History Lessons: How Textbooks from Around the World Portray U.S. History - Dana Lindaman and Kyle Ward (The New Press, 2004)
After a few drinks (and sometimes even before), I have been known to wax philosophical about the role of education in shaping our attitudes and beliefs about our country, our history, and the world. I wrote research papers on it in grad school, it was a big part of why I spent my 20s working in civic education, and I continue to find it utterly fascinating.
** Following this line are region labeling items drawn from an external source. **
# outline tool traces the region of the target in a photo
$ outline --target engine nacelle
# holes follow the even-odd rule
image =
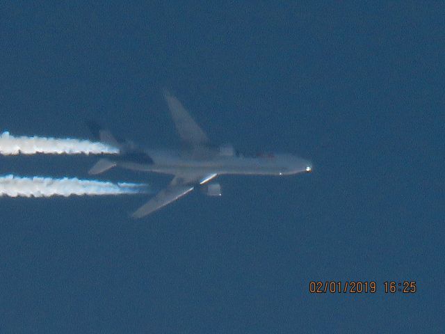
[[[208,196],[220,196],[221,185],[219,183],[209,183],[204,186],[204,193]]]
[[[220,155],[223,157],[233,157],[235,155],[235,149],[230,144],[224,144],[220,146]]]

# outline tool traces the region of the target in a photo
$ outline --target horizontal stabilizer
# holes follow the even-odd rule
[[[104,173],[106,170],[112,168],[115,166],[116,166],[115,162],[111,161],[107,159],[101,159],[91,168],[90,170],[88,170],[88,174],[91,175],[100,174],[101,173]]]

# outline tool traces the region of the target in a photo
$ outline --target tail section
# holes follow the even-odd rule
[[[90,175],[101,174],[115,166],[115,162],[111,161],[108,159],[101,159],[88,170],[88,174]]]
[[[102,129],[101,126],[94,120],[89,120],[86,122],[86,125],[90,129],[90,131],[92,134],[95,140],[118,149],[122,148],[122,144],[116,140],[109,130]]]

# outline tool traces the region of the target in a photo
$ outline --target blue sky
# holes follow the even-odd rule
[[[3,333],[440,333],[440,2],[0,6],[1,129],[147,147],[177,138],[161,89],[214,142],[314,173],[222,177],[143,221],[146,198],[1,198]],[[87,177],[91,157],[0,157]],[[104,180],[168,178],[113,170]],[[312,294],[311,280],[375,281]],[[418,292],[385,294],[387,280]]]

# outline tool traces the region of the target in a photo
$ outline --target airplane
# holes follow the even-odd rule
[[[89,170],[90,175],[118,166],[174,175],[167,188],[138,209],[132,217],[138,218],[150,214],[197,187],[207,196],[220,196],[221,186],[214,182],[219,175],[291,175],[312,170],[309,161],[291,154],[244,157],[231,145],[212,145],[179,100],[167,90],[163,93],[182,143],[180,150],[142,149],[132,142],[115,139],[109,131],[102,129],[95,123],[89,124],[97,138],[120,150],[120,154],[113,159],[99,160]]]

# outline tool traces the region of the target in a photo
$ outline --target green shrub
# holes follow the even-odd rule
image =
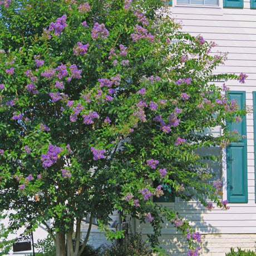
[[[141,235],[136,233],[130,235],[124,244],[113,243],[110,246],[103,246],[99,252],[99,256],[149,256],[151,250],[143,241]]]
[[[232,247],[230,248],[230,252],[226,253],[226,256],[254,256],[256,255],[256,253],[252,250],[242,250],[241,248],[237,248],[237,252]]]

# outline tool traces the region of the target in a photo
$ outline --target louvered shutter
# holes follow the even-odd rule
[[[228,97],[237,101],[240,109],[245,104],[245,91],[230,91]],[[242,122],[228,122],[230,131],[237,130],[246,135],[246,116]],[[247,139],[230,143],[227,148],[227,176],[228,200],[229,203],[247,203]]]

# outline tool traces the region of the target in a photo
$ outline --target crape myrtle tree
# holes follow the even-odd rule
[[[170,221],[196,255],[200,234],[152,196],[165,184],[208,209],[227,208],[196,149],[239,136],[225,120],[245,111],[212,81],[247,76],[213,75],[225,56],[180,32],[160,0],[0,4],[0,209],[16,210],[9,229],[43,223],[56,255],[80,255],[92,217],[122,237],[107,228],[118,210],[150,223],[152,247]],[[202,133],[216,126],[221,135]]]

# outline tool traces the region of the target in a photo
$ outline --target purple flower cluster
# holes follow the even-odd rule
[[[73,48],[73,52],[75,55],[85,55],[88,51],[89,44],[83,45],[81,42],[78,42],[76,45]]]
[[[61,95],[60,94],[60,92],[50,92],[49,95],[52,99],[52,101],[53,103],[62,99]]]
[[[48,31],[46,31],[46,33],[49,33],[50,31],[54,31],[54,34],[59,37],[61,35],[61,32],[66,27],[67,27],[67,24],[66,23],[67,16],[65,14],[62,15],[60,18],[57,18],[56,22],[52,22]]]
[[[104,122],[107,122],[107,124],[110,124],[111,122],[111,121],[110,120],[110,118],[108,116],[107,116],[105,119]]]
[[[159,174],[161,178],[165,178],[165,176],[166,176],[167,171],[165,168],[160,169],[158,170],[158,172],[159,173]]]
[[[213,183],[213,186],[217,190],[221,190],[222,189],[222,181],[220,180],[214,180]]]
[[[214,208],[213,204],[212,203],[207,203],[206,204],[206,209],[207,210],[211,210],[212,209]]]
[[[46,126],[46,125],[45,125],[44,124],[40,124],[40,130],[42,130],[43,131],[51,131],[51,129]]]
[[[6,73],[8,75],[13,75],[14,73],[14,68],[13,67],[11,67],[8,70],[6,70]]]
[[[181,145],[183,143],[186,142],[186,140],[185,139],[181,139],[180,137],[177,138],[177,140],[175,142],[175,145],[176,146],[178,146],[179,145]]]
[[[109,32],[105,28],[104,23],[99,24],[98,22],[94,23],[94,26],[91,30],[91,36],[92,39],[96,40],[101,37],[102,39],[107,39]]]
[[[124,6],[124,9],[126,11],[132,9],[131,2],[133,0],[125,0],[125,5]]]
[[[190,96],[186,92],[183,92],[180,95],[180,99],[184,100],[188,100],[190,97]]]
[[[152,217],[151,213],[144,213],[145,221],[150,222],[154,220],[154,218]]]
[[[60,82],[58,80],[56,80],[55,82],[55,86],[58,89],[64,89],[64,85],[63,82]]]
[[[25,180],[26,182],[29,182],[31,180],[33,180],[34,178],[33,178],[32,174],[29,174],[27,177],[25,178]]]
[[[143,26],[149,25],[149,22],[146,17],[140,11],[136,11],[134,12],[134,15],[137,18],[137,21],[139,22],[141,22]]]
[[[189,249],[186,253],[188,256],[198,256],[198,251],[201,250],[200,247],[196,247],[194,250]]]
[[[83,115],[83,122],[86,125],[90,125],[94,124],[93,119],[98,119],[100,117],[98,113],[96,111],[91,112],[90,111],[89,114],[87,115]]]
[[[42,72],[41,73],[41,75],[47,79],[52,79],[52,78],[55,75],[55,70],[53,70],[51,67],[50,68],[46,68],[44,72]]]
[[[13,112],[13,116],[12,119],[13,120],[21,120],[22,119],[22,115],[21,113],[17,114],[16,112]]]
[[[62,150],[63,147],[50,144],[47,152],[42,155],[41,160],[42,162],[43,167],[47,168],[56,163],[58,158],[58,154],[60,153]]]
[[[41,67],[43,66],[45,63],[45,61],[43,60],[38,60],[37,58],[38,56],[34,56],[35,62],[36,62],[36,66],[37,67]]]
[[[126,201],[127,202],[129,202],[134,197],[134,196],[132,194],[127,193],[126,195],[125,195],[125,196],[124,196],[122,200],[124,200],[124,201]]]
[[[144,188],[142,190],[139,189],[138,191],[140,193],[142,194],[144,200],[147,200],[152,195],[152,194],[150,193],[146,188]]]
[[[80,4],[78,6],[78,11],[82,13],[86,13],[88,12],[91,8],[91,7],[89,5],[88,2],[86,2],[85,3],[83,4]]]
[[[4,7],[6,7],[6,9],[8,9],[8,8],[9,7],[9,5],[11,2],[12,0],[1,0],[0,4],[2,4],[3,3]]]
[[[65,169],[61,169],[61,174],[62,174],[62,176],[63,178],[71,178],[71,174],[70,173],[70,171],[69,170],[66,170]]]
[[[159,161],[154,160],[154,159],[149,159],[146,160],[147,165],[150,167],[151,169],[156,169],[156,165],[159,164]]]
[[[24,147],[24,151],[27,154],[30,154],[31,152],[31,149],[28,147],[28,145],[26,145]]]
[[[149,42],[153,43],[155,41],[155,36],[148,33],[147,30],[141,26],[136,24],[134,29],[135,33],[131,34],[131,37],[134,41],[136,42],[141,39],[147,39]]]
[[[158,104],[157,103],[155,103],[153,101],[150,101],[150,104],[149,104],[149,107],[151,110],[155,111],[157,109]]]
[[[241,83],[244,83],[244,80],[248,77],[245,74],[244,74],[243,72],[240,73],[239,77],[238,77],[238,80],[239,80],[239,82]]]
[[[162,185],[159,185],[156,188],[154,195],[155,195],[157,198],[160,198],[161,196],[164,195],[164,191],[162,190]]]
[[[105,149],[101,150],[91,147],[91,152],[92,152],[93,154],[93,160],[95,161],[105,158],[104,154],[106,152],[106,150]]]
[[[146,93],[146,88],[142,88],[141,89],[139,90],[137,92],[141,95],[144,95],[144,94]]]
So no surprise that a book like this would make its way to me. Honestly, I would have liked the monograph version of this book. The one that was rich with analysis about the different ways international textbooks tell our nation's story, and what that says about their own national identity. And how the differences illustrate what our textbooks say about our own. Instead, Lindaman and Ward present lightly annotated excerpts -- oodles of them -- from an array of nations. They let the books tell the story, which is enlightening, but raised way too many questions for me. How well am I remembering the details of American textbooks? They books are mostly from the mid- to late-1990s -- how are American textbooks of that era different from the ones I read a decade earlier? How are they different today? And how much am I particularly interested in Canadian textbooks and Caribbean ones? How much is their national identity shaped by their different relationship with the United Kingdom? And with the United States itself?
(Oh, and also how interesting was the editors' note, which discussed the difficulties in translating adjectives that literally mean UnitedStates-ian and what relationship do other countries have with the adjective American?)
All of which is to say that this book was really cool. I liked it. But now I want much much much more.